The most recent data set we were shown in gave a variety of reasons for lab collection errors in our practice. These included incorrect labeling, wrong tube for specimen, illegible labels, wrong patient, specimen spilled during transport, tube overfilled or underfilled, and so on. But it turned out that the Number One reason why the lab reports an error on their end is "No specimen received."

Our practice improvement team is looking to address these many issues with the lab, in hopes of improving the processes and streamlining the delivery of care, from the doctor's orders in the electronic health record (EHR) to communication of the final results to the patients. The problem is, if the data are no good, then what you're fixing may not make things any better.

Most of these reasons for errors are assigned at the central lab, rather than by those involved upstream or downstream, and it seems strange to put all of that responsibility on them. It would probably be better to have everyone involved in the process analyze and talk about these things, to see where the flaws are that lead to these errors.

In particular, it turns out that the "No specimen received" error is generated not when the lab receives an empty bag with a printed order but no specimen, or even when they receive an empty specimen container such as a phlebotomy tube or urine cup. No, this particular error is generated when someone at our end electronically "releases" the order in the EHR, which allows them to print the barcoded labels for the phlebotomy tubes with the correct patient identifying information, but then they are unsuccessful in collecting the actual specimen, for any of a number of reasons.

If, for example, the phlebotomist goes into the room, and the patient has now decided that they don't want to do their blood tests today, the specimen is already considered active and collected by the lab, so it is turned into a "No specimen received" error. Or, if the phlebotomist attempts multiple times to draw the labs from a patient and they are unsuccessful, this generates the same error message.

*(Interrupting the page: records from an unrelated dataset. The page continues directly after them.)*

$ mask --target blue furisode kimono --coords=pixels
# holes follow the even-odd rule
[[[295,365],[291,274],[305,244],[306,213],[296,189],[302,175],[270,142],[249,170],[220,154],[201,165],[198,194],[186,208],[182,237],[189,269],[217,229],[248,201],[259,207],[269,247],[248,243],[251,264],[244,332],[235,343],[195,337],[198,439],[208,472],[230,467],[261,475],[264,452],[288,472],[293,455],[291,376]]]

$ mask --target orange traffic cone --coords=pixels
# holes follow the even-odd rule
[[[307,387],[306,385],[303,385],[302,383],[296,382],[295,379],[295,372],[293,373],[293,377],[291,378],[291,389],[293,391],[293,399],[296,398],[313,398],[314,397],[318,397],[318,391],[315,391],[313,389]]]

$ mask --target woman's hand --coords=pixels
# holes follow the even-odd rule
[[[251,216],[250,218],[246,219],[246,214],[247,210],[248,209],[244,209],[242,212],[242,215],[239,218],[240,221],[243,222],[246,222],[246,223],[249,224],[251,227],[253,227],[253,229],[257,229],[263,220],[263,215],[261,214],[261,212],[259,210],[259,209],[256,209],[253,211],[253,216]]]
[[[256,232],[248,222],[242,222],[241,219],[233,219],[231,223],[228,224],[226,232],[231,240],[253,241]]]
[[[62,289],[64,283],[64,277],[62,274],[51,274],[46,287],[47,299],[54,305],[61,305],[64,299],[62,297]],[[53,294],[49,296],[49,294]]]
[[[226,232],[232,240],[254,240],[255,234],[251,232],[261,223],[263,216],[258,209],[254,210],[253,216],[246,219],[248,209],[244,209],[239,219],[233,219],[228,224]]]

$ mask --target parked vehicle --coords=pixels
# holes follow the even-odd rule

A smarter system would be to simply allow them to reset the order and cancel out the one that had already been electronically sent to the central lab, letting them know that, in fact, nothing is heading their way. On the other hand, if we are really sending them that many empty tubes, we should definitely know about that.

I'm hoping that we are going to be able to address this in a more system-wide, systematic process, and maybe design a smarter system using interventions like checklists and smarter fixes to the EHR. Perhaps scanning the barcodes, and giving the phlebotomist the ability to toggle things back to "ordered but not collected" if they are unsuccessful or if the patient chooses to do it another day, would help, as would some buy-in from the patient -- having them confirm that the lab was done on them, that the tube was filled in front of them with their blood, that the correct specimen for the correct test was collected in the correct specimen container.

So many opportunities for improvement, but just blindly accepting the data has led to this team trying to fix a problem that doesn't really exist. Instead, we should apply our resources where it makes the most sense, where we can really make a difference. And this many perceived errors certainly seem as if they warrant a massive amount of attention and practice-improvement resources. There really aren't that many ghost lab orders that arrive in the central lab with an empty urine container or empty phlebotomy tube.

Putting the right people -- everyone involved -- to work on this kind of a project could lead to improvement in how we do things, how we get things done, and a decrease in the signal-to-noise ratio that makes us think we're doing it wrong, when really, we just need to be doing it better.

Each time one of these errors occurs, a smart system should be able to look around, figure out what happened, and suggest some alternative ways to improve the process and minimize errors. But this can't be an empty promise, just like it can't be an empty tube that shows up at the lab.